What's For Dinner: Porkelope Chili

The other night the dinner plan was to have some porkelope burgers -- and then we discovered that we were out of charcoal. So, instead D cooked up the burgers on the stove. The result wasn't quite as tasty as the grilled variety. So, I decided to use the leftover cooked burger patties in a chili recipe. Who says the slow cooker is just for fall or winter meals? Not me!

Porkelope Chili (printer-friendly version)
makes 4+ servings

2 cans kidney beans, drained and rinsed
1 can organic diced tomatoes
1 small can diced green chili peppers, rinsed
10 oz ground meat (we used ground antelope)
1 teaspoon cumin
1 teaspoon ancho chile pepper
1 teaspoon paprika
1 teaspoon dried oregano
1 teaspoon ground cayenne pepper
3/4 cup salsa
1 cup organic veggie broth

1. Mix together all of the ingredients in a 2-quart slow cooker bowl. Cook on high for 6 hours.

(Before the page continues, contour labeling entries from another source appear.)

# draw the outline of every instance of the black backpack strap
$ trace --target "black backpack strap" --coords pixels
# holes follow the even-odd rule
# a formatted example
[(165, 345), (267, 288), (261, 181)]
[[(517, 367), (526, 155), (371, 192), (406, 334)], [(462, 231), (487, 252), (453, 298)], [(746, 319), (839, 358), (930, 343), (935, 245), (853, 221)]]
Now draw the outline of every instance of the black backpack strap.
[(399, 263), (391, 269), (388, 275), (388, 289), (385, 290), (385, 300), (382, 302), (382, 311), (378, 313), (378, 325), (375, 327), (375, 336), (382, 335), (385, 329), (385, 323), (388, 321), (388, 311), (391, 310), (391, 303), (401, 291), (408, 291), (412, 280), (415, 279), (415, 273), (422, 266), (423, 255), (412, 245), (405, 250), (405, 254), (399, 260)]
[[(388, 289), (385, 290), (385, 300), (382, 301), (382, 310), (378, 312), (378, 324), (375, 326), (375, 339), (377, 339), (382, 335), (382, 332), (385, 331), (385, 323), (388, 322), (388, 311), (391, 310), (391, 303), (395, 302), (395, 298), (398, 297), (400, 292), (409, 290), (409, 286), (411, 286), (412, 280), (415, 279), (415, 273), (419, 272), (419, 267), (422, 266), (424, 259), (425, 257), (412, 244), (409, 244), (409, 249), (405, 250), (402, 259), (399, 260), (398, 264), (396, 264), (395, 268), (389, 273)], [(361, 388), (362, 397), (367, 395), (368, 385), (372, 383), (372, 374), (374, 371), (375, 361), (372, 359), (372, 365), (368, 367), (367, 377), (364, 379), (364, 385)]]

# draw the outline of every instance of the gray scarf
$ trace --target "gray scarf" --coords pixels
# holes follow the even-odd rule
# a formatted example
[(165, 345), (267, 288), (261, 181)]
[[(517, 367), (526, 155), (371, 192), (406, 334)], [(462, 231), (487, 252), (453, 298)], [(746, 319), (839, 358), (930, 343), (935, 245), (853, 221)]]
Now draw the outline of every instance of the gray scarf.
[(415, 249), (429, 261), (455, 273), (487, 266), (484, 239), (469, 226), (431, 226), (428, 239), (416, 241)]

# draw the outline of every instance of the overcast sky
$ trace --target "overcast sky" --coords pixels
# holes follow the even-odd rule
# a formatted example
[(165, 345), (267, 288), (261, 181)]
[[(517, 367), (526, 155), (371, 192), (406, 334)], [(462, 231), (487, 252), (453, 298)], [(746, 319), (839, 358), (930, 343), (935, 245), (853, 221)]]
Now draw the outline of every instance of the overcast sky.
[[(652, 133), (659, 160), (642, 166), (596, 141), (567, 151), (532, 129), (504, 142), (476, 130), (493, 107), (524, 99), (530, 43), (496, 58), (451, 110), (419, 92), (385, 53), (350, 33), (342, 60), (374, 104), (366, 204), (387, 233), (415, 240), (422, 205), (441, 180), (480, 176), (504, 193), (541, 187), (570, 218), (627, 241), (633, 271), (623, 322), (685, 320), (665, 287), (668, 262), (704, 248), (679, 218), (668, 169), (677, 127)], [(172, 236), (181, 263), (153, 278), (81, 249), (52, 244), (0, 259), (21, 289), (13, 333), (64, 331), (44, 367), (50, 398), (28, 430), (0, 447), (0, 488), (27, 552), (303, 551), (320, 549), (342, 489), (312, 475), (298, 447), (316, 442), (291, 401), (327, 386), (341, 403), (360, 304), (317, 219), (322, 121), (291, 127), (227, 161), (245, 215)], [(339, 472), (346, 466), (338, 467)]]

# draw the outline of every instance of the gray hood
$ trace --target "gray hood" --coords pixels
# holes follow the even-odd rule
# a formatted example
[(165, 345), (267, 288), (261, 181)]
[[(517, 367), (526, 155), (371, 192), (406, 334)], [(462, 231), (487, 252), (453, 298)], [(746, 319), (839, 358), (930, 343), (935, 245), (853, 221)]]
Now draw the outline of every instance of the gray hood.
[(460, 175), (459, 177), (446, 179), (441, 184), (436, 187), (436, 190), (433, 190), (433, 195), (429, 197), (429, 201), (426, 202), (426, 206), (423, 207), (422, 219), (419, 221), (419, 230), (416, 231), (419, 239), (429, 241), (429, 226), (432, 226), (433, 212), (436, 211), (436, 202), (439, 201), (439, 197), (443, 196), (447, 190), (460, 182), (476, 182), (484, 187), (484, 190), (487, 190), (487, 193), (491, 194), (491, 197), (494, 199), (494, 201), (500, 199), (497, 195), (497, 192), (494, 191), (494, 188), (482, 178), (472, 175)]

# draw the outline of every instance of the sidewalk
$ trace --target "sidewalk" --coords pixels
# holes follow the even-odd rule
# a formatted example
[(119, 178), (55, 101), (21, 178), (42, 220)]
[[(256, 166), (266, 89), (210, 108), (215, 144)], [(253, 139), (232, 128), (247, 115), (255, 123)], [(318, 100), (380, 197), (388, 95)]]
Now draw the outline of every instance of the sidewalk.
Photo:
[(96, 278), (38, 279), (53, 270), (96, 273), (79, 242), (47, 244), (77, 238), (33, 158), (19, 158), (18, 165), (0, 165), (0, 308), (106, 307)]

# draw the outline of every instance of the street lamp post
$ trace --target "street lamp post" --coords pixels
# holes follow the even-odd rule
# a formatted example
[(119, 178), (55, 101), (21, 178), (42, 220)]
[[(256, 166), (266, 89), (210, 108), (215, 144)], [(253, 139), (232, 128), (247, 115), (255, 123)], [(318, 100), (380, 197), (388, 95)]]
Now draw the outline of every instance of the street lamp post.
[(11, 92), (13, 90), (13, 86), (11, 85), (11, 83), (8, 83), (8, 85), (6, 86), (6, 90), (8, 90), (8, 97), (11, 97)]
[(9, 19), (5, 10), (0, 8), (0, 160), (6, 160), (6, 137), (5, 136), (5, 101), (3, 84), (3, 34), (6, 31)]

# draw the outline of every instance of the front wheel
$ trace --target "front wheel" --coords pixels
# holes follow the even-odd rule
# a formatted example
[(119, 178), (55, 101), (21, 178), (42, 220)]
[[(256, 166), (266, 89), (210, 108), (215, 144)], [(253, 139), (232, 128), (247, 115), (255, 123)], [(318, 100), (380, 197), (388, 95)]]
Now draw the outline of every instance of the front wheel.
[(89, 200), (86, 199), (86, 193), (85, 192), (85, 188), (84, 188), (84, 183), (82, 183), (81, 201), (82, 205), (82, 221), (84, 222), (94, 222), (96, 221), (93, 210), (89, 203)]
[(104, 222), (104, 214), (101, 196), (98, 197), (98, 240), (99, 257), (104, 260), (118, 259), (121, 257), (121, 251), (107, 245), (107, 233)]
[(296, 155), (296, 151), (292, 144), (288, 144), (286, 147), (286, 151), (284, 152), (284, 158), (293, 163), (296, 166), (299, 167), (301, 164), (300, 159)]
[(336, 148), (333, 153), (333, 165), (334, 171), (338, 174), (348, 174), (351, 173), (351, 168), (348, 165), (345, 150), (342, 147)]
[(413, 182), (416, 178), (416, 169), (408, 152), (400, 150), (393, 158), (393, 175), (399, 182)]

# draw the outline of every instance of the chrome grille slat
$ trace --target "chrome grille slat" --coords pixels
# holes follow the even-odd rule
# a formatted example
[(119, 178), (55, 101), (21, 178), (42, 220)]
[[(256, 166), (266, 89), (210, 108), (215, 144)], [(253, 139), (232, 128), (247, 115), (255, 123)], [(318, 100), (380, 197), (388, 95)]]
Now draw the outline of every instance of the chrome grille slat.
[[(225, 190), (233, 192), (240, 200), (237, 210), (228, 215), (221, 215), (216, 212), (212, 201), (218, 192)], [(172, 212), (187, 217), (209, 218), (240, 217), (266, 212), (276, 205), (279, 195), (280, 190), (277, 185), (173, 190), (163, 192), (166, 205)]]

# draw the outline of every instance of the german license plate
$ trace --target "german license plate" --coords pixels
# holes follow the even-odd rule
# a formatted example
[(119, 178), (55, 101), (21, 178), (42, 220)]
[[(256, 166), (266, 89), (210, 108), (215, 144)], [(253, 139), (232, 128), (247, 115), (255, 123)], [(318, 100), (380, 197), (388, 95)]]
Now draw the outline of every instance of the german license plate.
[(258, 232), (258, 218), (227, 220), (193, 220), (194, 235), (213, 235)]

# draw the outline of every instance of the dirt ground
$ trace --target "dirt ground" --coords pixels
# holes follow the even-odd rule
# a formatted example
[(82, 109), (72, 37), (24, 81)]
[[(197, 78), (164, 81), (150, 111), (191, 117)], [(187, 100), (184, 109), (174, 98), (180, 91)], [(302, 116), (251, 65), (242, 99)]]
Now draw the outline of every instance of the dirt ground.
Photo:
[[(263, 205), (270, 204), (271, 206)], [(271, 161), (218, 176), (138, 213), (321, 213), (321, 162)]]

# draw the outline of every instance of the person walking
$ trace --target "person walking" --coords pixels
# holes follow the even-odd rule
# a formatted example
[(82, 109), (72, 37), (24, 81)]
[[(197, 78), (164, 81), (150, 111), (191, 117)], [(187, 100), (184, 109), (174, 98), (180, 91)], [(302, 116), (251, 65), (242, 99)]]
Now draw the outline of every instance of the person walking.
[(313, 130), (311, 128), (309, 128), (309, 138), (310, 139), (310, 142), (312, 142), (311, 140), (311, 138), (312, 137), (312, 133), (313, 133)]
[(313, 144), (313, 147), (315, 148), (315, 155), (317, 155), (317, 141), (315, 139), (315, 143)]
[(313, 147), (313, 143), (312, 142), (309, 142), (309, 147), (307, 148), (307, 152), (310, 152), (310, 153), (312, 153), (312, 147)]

Add additional seasonings to taste if necessary.
2. Serve over a bed of quinoa. (To make the quinoa, measure out one cup of quinoa, rinse it thoroughly, then cook in a rice cooker with 2 cups water using the "white rice" setting.)
3. Garnish with shredded cheese, Greek yogurt (or sour cream), or green onions . . . or whatever else your heart desires!
4. Serve alongside some slices of sourdough bread to sop up any leftover sauce!